Governor of Luhansk Oblast
- In office 19 July 1995 – 19 October 1995
- Preceded by: Eduard Khananov
- Succeeded by: Hennadiy Fomenko

Personal details
- Born: 11 July 1946 Artilne [uk], Ukrainian SSR, Soviet Union
- Died: 2 April 2018 (aged 71) Kyiv, Ukraine

= Petro Kupin =

Ukrainian politician (1946–2018)

Petro Oleksandrovych Kupin (Петро Олександрович Купін; 11 July 1946 – 2 April 2018) was a Ukrainian politician who served as the governor of Luhansk Oblast in 1995. He also served as the chairman of the Luhansk Oblast Council from 1994 to 1995.

==Biography==
Petro Kupin was born on 11 July 1946. In 1959, he graduated from the technical collection of metals at the Kharkiv Tractor Plant. He started working at the Kharkiv Tractor Plant as an employee. He served in the Soviet Army. He worked at the Kharkiv Research Physics and Technical Institute. He was then the head of the department, the head of the district of the Kommunarsk Metallurgical Plant in Voroshilovgrad Oblast. He had been a member of the Communist Party of the Soviet Union.

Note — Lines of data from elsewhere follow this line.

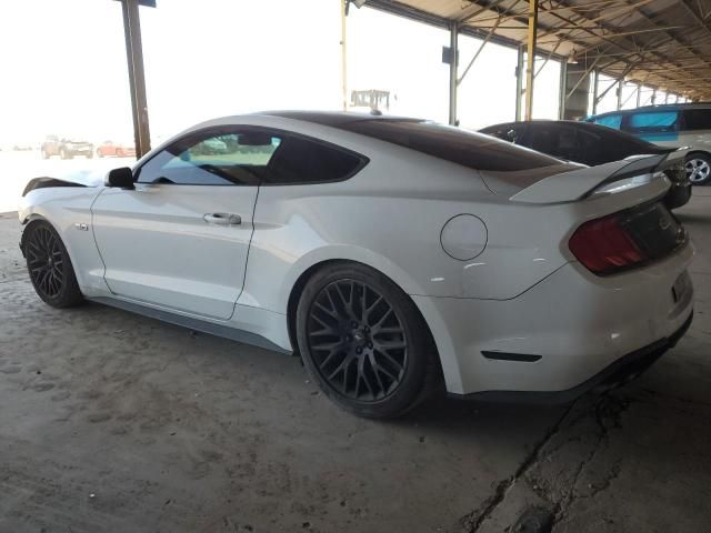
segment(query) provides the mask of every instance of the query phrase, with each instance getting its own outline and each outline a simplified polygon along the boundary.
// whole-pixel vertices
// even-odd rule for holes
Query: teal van
[[[711,183],[711,103],[677,103],[612,111],[585,122],[607,125],[662,147],[690,147],[687,177]]]

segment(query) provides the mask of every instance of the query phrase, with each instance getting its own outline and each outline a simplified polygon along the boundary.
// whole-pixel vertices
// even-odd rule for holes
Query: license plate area
[[[679,274],[679,278],[674,281],[674,285],[671,288],[671,296],[674,300],[674,303],[679,303],[684,299],[689,292],[690,285],[691,280],[689,280],[689,274],[685,271]]]

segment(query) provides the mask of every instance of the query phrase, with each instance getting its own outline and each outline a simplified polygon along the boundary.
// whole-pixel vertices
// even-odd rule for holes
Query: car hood
[[[106,171],[103,170],[80,170],[61,178],[40,177],[28,181],[22,195],[34,189],[49,187],[103,187]]]

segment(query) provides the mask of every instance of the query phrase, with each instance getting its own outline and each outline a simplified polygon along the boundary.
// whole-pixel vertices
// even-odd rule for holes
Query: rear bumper
[[[693,253],[689,243],[608,278],[568,263],[511,300],[412,298],[432,331],[448,392],[564,400],[599,384],[613,373],[607,369],[624,365],[619,361],[663,352],[683,334],[693,310]],[[680,280],[687,290],[677,294]]]
[[[669,192],[664,197],[664,205],[669,209],[681,208],[689,203],[691,199],[691,183],[672,183],[669,188]]]
[[[679,340],[684,336],[691,322],[693,321],[693,312],[679,330],[670,336],[660,339],[644,348],[628,353],[618,359],[609,366],[589,380],[577,386],[564,391],[555,392],[530,392],[530,391],[483,391],[471,394],[452,394],[455,399],[478,400],[488,402],[514,402],[514,403],[543,403],[557,404],[572,402],[582,394],[600,390],[604,391],[621,385],[639,378],[647,369],[657,362],[668,350],[677,345]]]

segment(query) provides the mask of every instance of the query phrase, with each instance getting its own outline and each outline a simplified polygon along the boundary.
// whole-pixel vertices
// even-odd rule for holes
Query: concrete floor
[[[711,531],[711,188],[679,217],[697,318],[641,379],[378,423],[296,358],[47,306],[0,215],[0,532],[500,532],[531,505],[557,533]]]

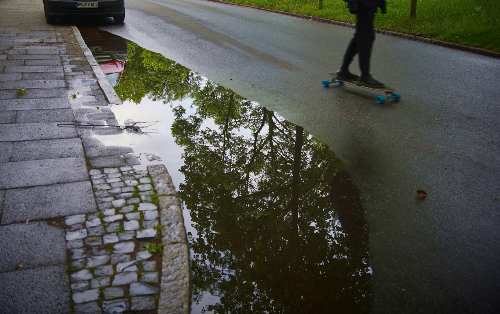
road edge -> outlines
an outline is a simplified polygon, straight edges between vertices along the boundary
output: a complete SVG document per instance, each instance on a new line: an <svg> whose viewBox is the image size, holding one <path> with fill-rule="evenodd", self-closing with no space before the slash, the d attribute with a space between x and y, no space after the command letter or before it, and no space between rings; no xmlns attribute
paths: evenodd
<svg viewBox="0 0 500 314"><path fill-rule="evenodd" d="M191 308L191 272L189 246L180 200L164 165L146 167L158 196L164 245L158 314L189 314Z"/></svg>
<svg viewBox="0 0 500 314"><path fill-rule="evenodd" d="M249 4L238 4L237 2L230 2L229 1L224 1L224 0L206 0L211 1L212 2L218 2L220 3L222 3L226 4L234 4L234 6L246 6L248 8L257 8L260 10L270 11L270 12L274 12L274 13L278 13L280 14L291 16L295 16L296 18L305 18L306 20L316 20L320 22L323 22L324 23L328 23L330 24L336 24L337 25L340 25L341 26L345 26L349 28L354 28L356 27L356 24L352 24L350 23L342 22L338 20L328 20L328 18L318 18L317 16L308 16L304 14L292 13L292 12L287 12L286 11L279 11L278 10L274 10L270 8L260 8L258 6L250 6ZM466 46L462 44L453 44L452 42L447 42L438 40L431 39L430 38L424 38L424 37L420 37L419 36L414 36L413 35L405 34L404 33L400 32L393 32L392 30L381 30L380 28L375 28L375 32L378 32L381 34L390 35L390 36L395 36L396 37L401 37L402 38L406 38L406 39L409 39L412 40L416 40L418 42L428 42L429 44L436 44L440 46L448 47L448 48L453 48L454 49L456 49L458 50L462 50L464 51L468 52L470 52L478 54L482 54L483 56L492 56L494 58L500 58L500 52L494 52L492 50L487 50L485 49L482 49L481 48L471 47L470 46Z"/></svg>
<svg viewBox="0 0 500 314"><path fill-rule="evenodd" d="M118 96L116 92L114 91L114 88L113 88L111 83L106 78L106 74L104 74L102 69L100 68L97 61L96 60L96 58L94 58L92 52L85 44L84 38L82 36L82 34L80 34L78 28L74 26L71 27L73 32L74 33L75 36L76 38L76 40L78 40L78 44L80 45L80 48L84 50L84 54L86 57L87 60L92 68L92 70L96 74L99 86L100 86L101 89L102 90L106 98L108 98L108 102L112 104L123 104L122 100Z"/></svg>

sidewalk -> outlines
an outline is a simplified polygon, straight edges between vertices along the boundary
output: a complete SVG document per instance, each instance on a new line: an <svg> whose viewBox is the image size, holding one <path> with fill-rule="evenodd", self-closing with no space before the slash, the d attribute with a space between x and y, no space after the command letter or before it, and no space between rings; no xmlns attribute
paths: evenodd
<svg viewBox="0 0 500 314"><path fill-rule="evenodd" d="M92 137L123 131L85 50L42 0L0 2L0 313L188 313L176 194ZM108 126L58 126L83 122Z"/></svg>

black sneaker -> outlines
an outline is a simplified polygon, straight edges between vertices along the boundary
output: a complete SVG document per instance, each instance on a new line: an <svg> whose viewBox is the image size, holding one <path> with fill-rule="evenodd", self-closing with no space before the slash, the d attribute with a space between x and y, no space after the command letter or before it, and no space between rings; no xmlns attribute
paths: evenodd
<svg viewBox="0 0 500 314"><path fill-rule="evenodd" d="M341 70L337 71L337 72L335 74L335 76L344 80L356 80L360 78L356 74L352 74L350 72L349 70L342 71Z"/></svg>
<svg viewBox="0 0 500 314"><path fill-rule="evenodd" d="M372 77L372 76L368 74L364 76L362 76L358 79L356 84L361 86L376 88L378 87L384 87L385 85L384 83L381 83L376 80Z"/></svg>

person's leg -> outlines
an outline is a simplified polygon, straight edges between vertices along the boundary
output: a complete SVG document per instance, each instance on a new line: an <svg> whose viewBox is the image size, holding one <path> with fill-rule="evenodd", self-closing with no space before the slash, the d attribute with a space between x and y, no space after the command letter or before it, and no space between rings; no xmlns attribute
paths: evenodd
<svg viewBox="0 0 500 314"><path fill-rule="evenodd" d="M370 58L372 57L372 48L375 40L374 18L376 8L362 6L360 7L358 12L356 29L358 34L358 56L362 74L358 80L358 84L367 87L382 87L384 86L383 83L376 80L370 75Z"/></svg>
<svg viewBox="0 0 500 314"><path fill-rule="evenodd" d="M358 53L358 42L356 40L356 34L354 33L354 37L350 40L349 44L346 50L346 53L344 54L344 62L342 62L342 66L340 70L344 72L349 71L349 65L352 62L354 56Z"/></svg>
<svg viewBox="0 0 500 314"><path fill-rule="evenodd" d="M358 53L357 38L357 34L356 33L354 33L354 36L352 38L352 39L350 40L350 42L349 42L349 44L347 46L347 49L346 50L342 66L337 71L336 76L339 78L352 80L358 80L358 76L357 75L352 74L349 72L349 66L350 64L350 62L352 62L354 56Z"/></svg>
<svg viewBox="0 0 500 314"><path fill-rule="evenodd" d="M360 6L358 10L356 32L358 34L358 58L362 76L370 73L372 47L375 40L374 17L376 10L376 8Z"/></svg>

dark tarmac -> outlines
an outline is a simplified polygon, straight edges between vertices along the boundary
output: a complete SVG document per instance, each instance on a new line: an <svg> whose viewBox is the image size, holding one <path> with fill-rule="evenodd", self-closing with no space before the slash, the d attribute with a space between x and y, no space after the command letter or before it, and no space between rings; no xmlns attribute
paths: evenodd
<svg viewBox="0 0 500 314"><path fill-rule="evenodd" d="M342 160L366 210L372 312L500 310L500 60L378 34L372 73L402 96L379 104L376 92L322 86L352 28L208 1L126 2L124 24L100 29L276 112Z"/></svg>

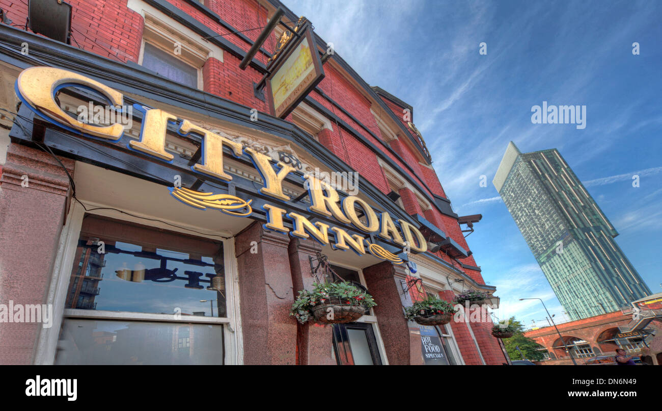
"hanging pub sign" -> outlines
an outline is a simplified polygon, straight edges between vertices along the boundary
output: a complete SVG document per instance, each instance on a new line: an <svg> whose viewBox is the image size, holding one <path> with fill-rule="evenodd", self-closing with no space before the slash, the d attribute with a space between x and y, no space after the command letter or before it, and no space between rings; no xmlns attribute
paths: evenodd
<svg viewBox="0 0 662 411"><path fill-rule="evenodd" d="M169 125L177 127L179 136L195 134L200 139L201 154L199 160L190 166L190 171L201 180L212 178L228 182L232 180L232 176L223 168L224 147L230 148L237 158L247 155L263 182L259 193L270 201L261 207L266 219L263 227L267 230L303 239L312 238L322 245L352 250L359 255L369 253L395 264L404 261L381 245L371 242L371 238L377 237L399 248L408 246L413 252L427 250L426 239L413 225L402 219L394 220L387 211L375 210L356 196L348 196L341 201L340 194L331 184L311 173L301 176L301 183L307 189L310 199L308 211L312 215L317 215L328 221L332 219L340 226L313 222L301 213L288 210L292 199L283 191L283 183L291 173L296 174L295 164L279 161L274 165L271 157L265 154L160 109L138 103L133 105L133 110L142 114L138 140L125 139L119 123L95 125L81 122L62 110L55 97L59 90L71 86L99 93L110 104L123 107L124 96L120 92L81 74L51 67L32 67L23 70L17 80L16 90L27 107L46 121L87 138L114 143L118 149L133 152L153 162L172 164L174 156L166 150ZM173 198L198 209L216 209L234 217L256 218L252 208L254 199L241 198L234 195L234 192L205 192L177 186L167 189ZM291 223L291 229L285 224L286 221ZM350 234L349 231L361 234Z"/></svg>
<svg viewBox="0 0 662 411"><path fill-rule="evenodd" d="M295 34L293 34L293 36ZM273 115L284 119L324 78L310 22L297 30L267 78Z"/></svg>

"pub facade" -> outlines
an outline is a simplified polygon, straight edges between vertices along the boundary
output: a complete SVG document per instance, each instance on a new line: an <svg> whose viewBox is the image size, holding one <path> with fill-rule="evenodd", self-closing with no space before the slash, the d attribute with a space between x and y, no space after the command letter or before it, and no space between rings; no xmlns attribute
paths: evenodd
<svg viewBox="0 0 662 411"><path fill-rule="evenodd" d="M276 0L0 9L0 363L507 361L486 305L406 320L430 295L498 300L475 220L413 107L305 18ZM336 279L377 305L297 322L298 292Z"/></svg>

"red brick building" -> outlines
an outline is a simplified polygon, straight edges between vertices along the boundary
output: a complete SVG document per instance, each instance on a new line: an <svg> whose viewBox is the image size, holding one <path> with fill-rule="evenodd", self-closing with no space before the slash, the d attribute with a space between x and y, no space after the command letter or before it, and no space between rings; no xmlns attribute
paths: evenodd
<svg viewBox="0 0 662 411"><path fill-rule="evenodd" d="M543 346L545 359L538 362L543 365L572 365L569 350L577 363L583 365L596 357L613 357L618 348L628 355L649 355L653 364L661 365L662 317L659 314L634 320L632 311L617 311L557 324L563 341L553 327L532 329L524 335Z"/></svg>
<svg viewBox="0 0 662 411"><path fill-rule="evenodd" d="M270 75L269 59L288 29L277 26L246 70L240 63L279 7L293 30L298 17L279 1L69 3L67 44L33 32L36 19L24 29L25 1L0 0L0 304L53 310L50 327L0 322L0 363L422 364L424 331L404 320L403 306L421 292L450 300L467 288L495 292L413 125L413 107L367 84L342 50L329 53L313 33L324 78L285 118L273 115L274 97L254 85ZM19 80L35 67L66 72ZM73 83L58 88L48 82L51 74ZM28 97L49 86L62 112L79 119L81 107L113 102L109 95L119 93L122 112L133 109L131 124L115 139L70 127ZM157 125L165 135L158 150L149 140L159 138L150 134ZM208 155L203 145L212 141L224 154ZM278 178L277 195L264 185L261 158L272 171L291 168ZM324 203L328 215L308 208L303 180L316 171L357 172L350 187L356 194L339 190L340 198L355 197L364 211L373 207L381 231L357 229L370 225L369 215L349 225L332 200ZM178 183L238 198L249 211L192 208L173 198ZM280 215L280 231L273 229L279 214L269 214L274 198L289 211ZM389 215L392 229L383 222ZM332 225L410 263L339 249ZM410 226L440 251L403 253L401 236ZM334 233L335 245L326 238ZM318 253L377 302L361 320L322 327L289 315L297 292L313 283ZM436 363L501 364L491 326L451 322L425 332L445 354Z"/></svg>

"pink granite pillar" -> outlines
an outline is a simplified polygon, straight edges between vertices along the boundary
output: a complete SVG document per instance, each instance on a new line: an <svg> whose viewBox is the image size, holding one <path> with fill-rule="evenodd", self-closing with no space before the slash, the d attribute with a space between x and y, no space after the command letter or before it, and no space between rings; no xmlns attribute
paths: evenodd
<svg viewBox="0 0 662 411"><path fill-rule="evenodd" d="M322 250L320 244L313 240L292 239L289 244L290 267L295 297L299 290L310 290L315 282L310 269L308 257L316 257ZM320 278L321 279L321 278ZM297 364L301 365L332 365L336 363L333 356L333 327L308 322L297 323L297 347L299 350Z"/></svg>
<svg viewBox="0 0 662 411"><path fill-rule="evenodd" d="M368 291L377 304L373 310L389 363L409 365L412 343L410 341L409 329L402 314L402 303L395 280L396 274L404 278L404 267L385 261L363 268L363 271ZM420 349L419 339L419 355Z"/></svg>
<svg viewBox="0 0 662 411"><path fill-rule="evenodd" d="M293 365L297 322L289 315L294 302L289 237L267 231L256 222L235 241L244 363ZM257 243L254 253L253 241Z"/></svg>
<svg viewBox="0 0 662 411"><path fill-rule="evenodd" d="M445 300L451 304L455 299L455 293L451 290L446 290L439 293L439 297L442 300ZM455 321L459 318L461 321ZM453 335L455 337L455 342L459 347L460 353L464 359L464 363L467 365L483 365L481 360L481 355L476 347L476 343L469 331L469 324L465 322L465 318L461 315L453 316L451 320L451 329L453 330Z"/></svg>
<svg viewBox="0 0 662 411"><path fill-rule="evenodd" d="M73 175L74 162L60 161ZM15 307L53 302L46 298L69 188L52 155L9 145L0 176L0 304L7 308L10 300ZM0 364L32 363L42 328L36 322L0 322Z"/></svg>
<svg viewBox="0 0 662 411"><path fill-rule="evenodd" d="M485 363L488 365L500 365L506 362L498 341L492 335L492 327L494 324L487 308L474 308L471 310L471 314L473 318L478 320L471 322L471 329L478 342L478 346L481 347L481 353L483 353Z"/></svg>

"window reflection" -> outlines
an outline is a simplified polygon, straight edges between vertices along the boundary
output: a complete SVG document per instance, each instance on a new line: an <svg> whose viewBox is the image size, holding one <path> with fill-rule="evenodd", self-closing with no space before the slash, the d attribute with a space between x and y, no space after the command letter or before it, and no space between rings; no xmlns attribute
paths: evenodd
<svg viewBox="0 0 662 411"><path fill-rule="evenodd" d="M222 245L200 242L206 251L194 254L173 241L154 247L154 238L141 243L81 235L66 308L225 317Z"/></svg>
<svg viewBox="0 0 662 411"><path fill-rule="evenodd" d="M223 327L67 318L56 364L223 364Z"/></svg>

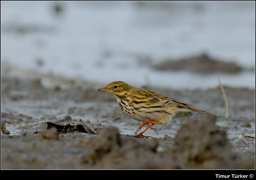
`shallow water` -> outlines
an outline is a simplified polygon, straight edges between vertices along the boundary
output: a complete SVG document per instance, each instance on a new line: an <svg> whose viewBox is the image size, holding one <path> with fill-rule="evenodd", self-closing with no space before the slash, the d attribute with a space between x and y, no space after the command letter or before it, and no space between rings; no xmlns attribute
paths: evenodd
<svg viewBox="0 0 256 180"><path fill-rule="evenodd" d="M1 10L2 64L106 84L206 89L219 77L224 85L255 88L254 2L6 1ZM150 68L203 53L244 71Z"/></svg>

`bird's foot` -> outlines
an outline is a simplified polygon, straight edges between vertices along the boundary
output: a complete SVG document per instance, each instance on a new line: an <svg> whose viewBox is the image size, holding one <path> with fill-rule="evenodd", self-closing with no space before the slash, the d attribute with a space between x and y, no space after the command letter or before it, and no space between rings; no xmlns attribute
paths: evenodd
<svg viewBox="0 0 256 180"><path fill-rule="evenodd" d="M133 137L137 138L141 138L142 137L145 137L146 138L152 137L152 136L144 136L141 133L137 134L137 135L134 135L133 136Z"/></svg>

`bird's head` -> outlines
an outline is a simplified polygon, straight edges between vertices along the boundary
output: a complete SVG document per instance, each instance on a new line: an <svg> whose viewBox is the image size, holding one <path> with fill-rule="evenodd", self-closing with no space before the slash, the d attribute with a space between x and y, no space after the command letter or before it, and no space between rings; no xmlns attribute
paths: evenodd
<svg viewBox="0 0 256 180"><path fill-rule="evenodd" d="M132 86L127 84L123 81L114 81L110 83L105 88L98 90L107 91L113 95L118 96L124 96L130 91Z"/></svg>

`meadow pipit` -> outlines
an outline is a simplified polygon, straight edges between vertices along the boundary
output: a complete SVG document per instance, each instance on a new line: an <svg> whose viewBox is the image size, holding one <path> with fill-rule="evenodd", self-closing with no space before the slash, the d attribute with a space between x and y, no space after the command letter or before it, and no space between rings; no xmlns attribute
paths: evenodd
<svg viewBox="0 0 256 180"><path fill-rule="evenodd" d="M193 109L193 105L184 103L153 91L133 87L122 81L114 81L98 90L107 91L115 97L122 110L130 118L143 122L138 130L147 124L148 127L134 136L143 135L155 124L164 124L172 121L172 117L180 112L196 112L214 115ZM148 124L150 124L150 125Z"/></svg>

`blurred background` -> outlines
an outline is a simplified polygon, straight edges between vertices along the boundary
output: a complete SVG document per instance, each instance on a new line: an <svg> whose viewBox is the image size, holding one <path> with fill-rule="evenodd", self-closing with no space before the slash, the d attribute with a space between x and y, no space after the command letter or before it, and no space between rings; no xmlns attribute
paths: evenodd
<svg viewBox="0 0 256 180"><path fill-rule="evenodd" d="M106 85L255 89L255 39L254 1L1 2L2 69Z"/></svg>

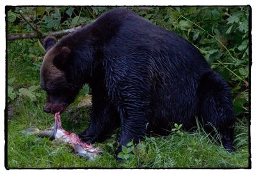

In 1975, Kupin graduated from the Kommunarsk Mining-Metallurgical Institute, Voroshilovgrad Oblast in absentia. Then he was on party work. From December 1991 to July 1994, he was the deputy head of the Luhansk Regional Department of the Ukrainian Fund for Social Protection of Persons with Disabilities. On 10 July 1994, Kupin became the chairman of the Luhansk Oblast Council and the Regional Executive Committee.

On 19 July 1995, Kupin became the governor of Luhansk Oblast. On 19 October 1995, he left office to take over as the Deputy Chairman as the State Customs Committee of Ukraine. In January 1997, he was promoted as the deputy head of the State Customs Service of Ukraine. On 8 June 1998, he left office.

From 2003 to 2008, Kupin was the head of the National Security and Defense Council of Ukraine, subsequently retiring.

Kupin died on 2 April 2018. He was buried in the columbarium of the Baikove Cemetery.